荒野の処刑のOASISのネタバレレビュー・内容・結末

荒野の処刑(1975年製作の映画)
3.7

このレビューはネタバレを含みます

無法者達の街から追放された賭博師、娼婦、アル中、墓堀り人の4人が巨大都市サンド・シティーに向けて旅立つという話。

「サンゲリア」等のルチオ・フルチ監督が贈る異色の西部劇。
ホラー畑の巨匠だけあって、ホラー風味たっぷりの音楽が鳴り響く中主人公達以外が開始早々皆殺しにされるというオープニングから一味違ったテイスト。
血塗れの死体が激しく宙を舞い、死体損壊描写も容赦が無く流石の掴みだった。

4人が荒野に放り出されてからは、打って変わってロードムービー風に。
アル中が詐欺師のコロンを飲んで喧嘩が勃発したり、出会った旅団に詐欺師と娼婦が夫婦と誤解されるというコメディ調な場面もあれば、道中に出会った狩人チャコの手によって操られてピンチに陥るというホラー風な演出もあり。
最終的には擬似的な夫婦愛を描きあまつさえ感動させようとして来るなど、その世界観のぶれ具合は中々のものだった。

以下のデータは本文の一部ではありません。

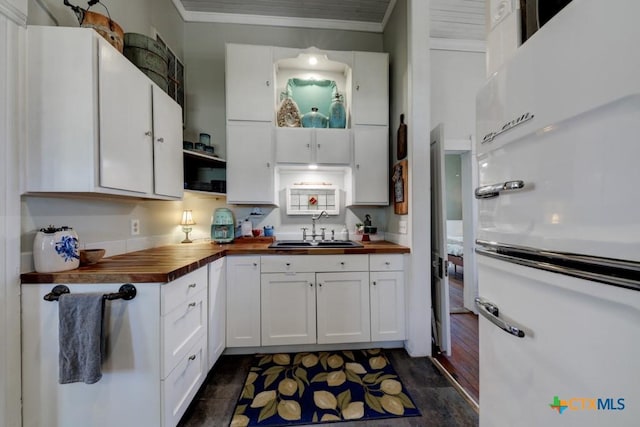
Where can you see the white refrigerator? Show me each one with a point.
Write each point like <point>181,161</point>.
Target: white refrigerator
<point>558,235</point>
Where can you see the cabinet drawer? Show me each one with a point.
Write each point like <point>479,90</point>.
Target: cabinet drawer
<point>384,262</point>
<point>313,263</point>
<point>179,388</point>
<point>176,292</point>
<point>181,328</point>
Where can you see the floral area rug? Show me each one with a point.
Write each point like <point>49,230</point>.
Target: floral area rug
<point>307,388</point>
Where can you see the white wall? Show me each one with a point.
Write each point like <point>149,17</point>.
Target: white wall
<point>12,20</point>
<point>456,77</point>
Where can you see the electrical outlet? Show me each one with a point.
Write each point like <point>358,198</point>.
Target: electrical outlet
<point>135,227</point>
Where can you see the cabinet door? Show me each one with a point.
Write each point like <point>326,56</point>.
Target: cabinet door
<point>333,146</point>
<point>371,165</point>
<point>217,310</point>
<point>294,145</point>
<point>342,301</point>
<point>167,145</point>
<point>288,308</point>
<point>370,93</point>
<point>249,81</point>
<point>250,172</point>
<point>243,301</point>
<point>387,305</point>
<point>126,151</point>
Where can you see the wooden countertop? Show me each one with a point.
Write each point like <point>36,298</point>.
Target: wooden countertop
<point>167,263</point>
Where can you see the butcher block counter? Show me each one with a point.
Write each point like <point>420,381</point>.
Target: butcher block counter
<point>167,263</point>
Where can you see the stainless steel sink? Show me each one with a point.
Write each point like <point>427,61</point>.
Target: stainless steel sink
<point>300,244</point>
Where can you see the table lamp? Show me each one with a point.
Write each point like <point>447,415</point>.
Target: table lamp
<point>186,223</point>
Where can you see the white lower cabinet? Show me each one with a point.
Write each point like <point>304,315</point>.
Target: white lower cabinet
<point>387,297</point>
<point>343,307</point>
<point>217,309</point>
<point>288,303</point>
<point>309,299</point>
<point>243,301</point>
<point>155,362</point>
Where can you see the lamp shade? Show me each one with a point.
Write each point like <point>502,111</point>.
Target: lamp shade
<point>187,218</point>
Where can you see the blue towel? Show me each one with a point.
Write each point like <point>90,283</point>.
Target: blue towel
<point>81,338</point>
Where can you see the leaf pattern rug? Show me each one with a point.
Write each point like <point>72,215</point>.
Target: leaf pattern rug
<point>305,388</point>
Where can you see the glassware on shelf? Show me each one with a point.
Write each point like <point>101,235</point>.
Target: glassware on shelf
<point>337,113</point>
<point>288,113</point>
<point>314,119</point>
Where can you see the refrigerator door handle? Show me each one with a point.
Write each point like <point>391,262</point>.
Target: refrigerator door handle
<point>490,191</point>
<point>492,313</point>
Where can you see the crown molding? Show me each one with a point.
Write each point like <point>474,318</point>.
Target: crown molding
<point>276,21</point>
<point>462,45</point>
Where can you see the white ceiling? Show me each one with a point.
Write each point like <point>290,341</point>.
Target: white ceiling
<point>450,19</point>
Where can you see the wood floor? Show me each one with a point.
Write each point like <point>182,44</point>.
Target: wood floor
<point>463,364</point>
<point>439,402</point>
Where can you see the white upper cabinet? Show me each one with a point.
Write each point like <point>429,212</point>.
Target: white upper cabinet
<point>167,146</point>
<point>305,145</point>
<point>250,168</point>
<point>249,83</point>
<point>16,10</point>
<point>370,165</point>
<point>370,92</point>
<point>126,148</point>
<point>97,124</point>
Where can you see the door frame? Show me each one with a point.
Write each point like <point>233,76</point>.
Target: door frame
<point>466,149</point>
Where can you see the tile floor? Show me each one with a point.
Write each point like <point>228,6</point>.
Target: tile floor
<point>441,405</point>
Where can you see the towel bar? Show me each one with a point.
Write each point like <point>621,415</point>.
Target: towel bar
<point>126,292</point>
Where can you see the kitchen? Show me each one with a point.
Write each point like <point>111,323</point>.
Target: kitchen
<point>160,216</point>
<point>106,222</point>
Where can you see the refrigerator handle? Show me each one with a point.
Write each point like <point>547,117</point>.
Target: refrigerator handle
<point>492,313</point>
<point>489,191</point>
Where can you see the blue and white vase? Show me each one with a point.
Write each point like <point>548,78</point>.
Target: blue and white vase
<point>314,119</point>
<point>337,113</point>
<point>56,249</point>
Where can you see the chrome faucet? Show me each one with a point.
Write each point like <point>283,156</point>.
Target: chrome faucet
<point>313,225</point>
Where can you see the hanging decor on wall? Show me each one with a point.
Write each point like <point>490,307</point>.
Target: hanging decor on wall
<point>399,186</point>
<point>402,139</point>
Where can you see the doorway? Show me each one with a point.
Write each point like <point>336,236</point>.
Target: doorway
<point>461,362</point>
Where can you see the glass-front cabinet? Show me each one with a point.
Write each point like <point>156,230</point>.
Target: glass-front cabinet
<point>311,100</point>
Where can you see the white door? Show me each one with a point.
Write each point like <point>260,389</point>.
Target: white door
<point>440,280</point>
<point>126,151</point>
<point>343,307</point>
<point>387,305</point>
<point>370,88</point>
<point>167,145</point>
<point>288,308</point>
<point>243,301</point>
<point>250,172</point>
<point>249,81</point>
<point>217,309</point>
<point>333,146</point>
<point>371,165</point>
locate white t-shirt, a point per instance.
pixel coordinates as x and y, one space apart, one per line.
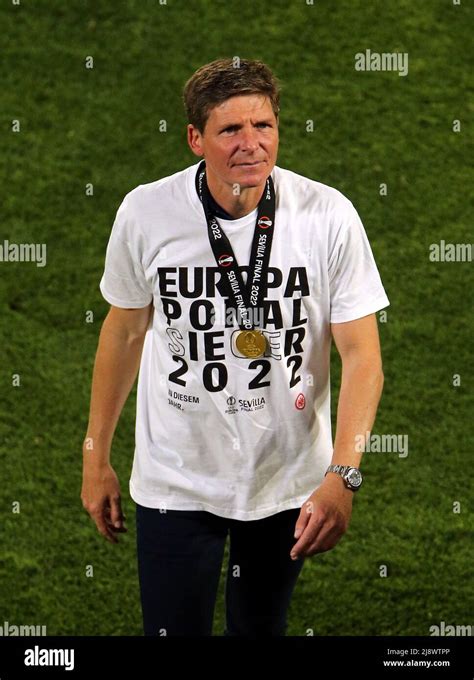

ジャンルのごちゃ混ぜ感は否めないが、チャコのホラー映画からそのまま出て来たかのような狂人っぷりは主人公以上に強烈な存在感を示す。
また、娼婦を演じるリン・フレデリックが男だらけのムサ苦しい画面の中で一際輝いていて、チャコにレイプされるシーンではその状況に相反する興奮を覚えてしまった。

残虐拷問、カニバリズム、オカルト、異なる宗教観など西部劇というよりかはカルチャー・ドキュメンタリーを観ているようで不思議な感覚。
熱が上がるようなアツさを求めて観た筈なのだが、何故か終わった後には体温が下がっていて布団に包まってしまう映画だった。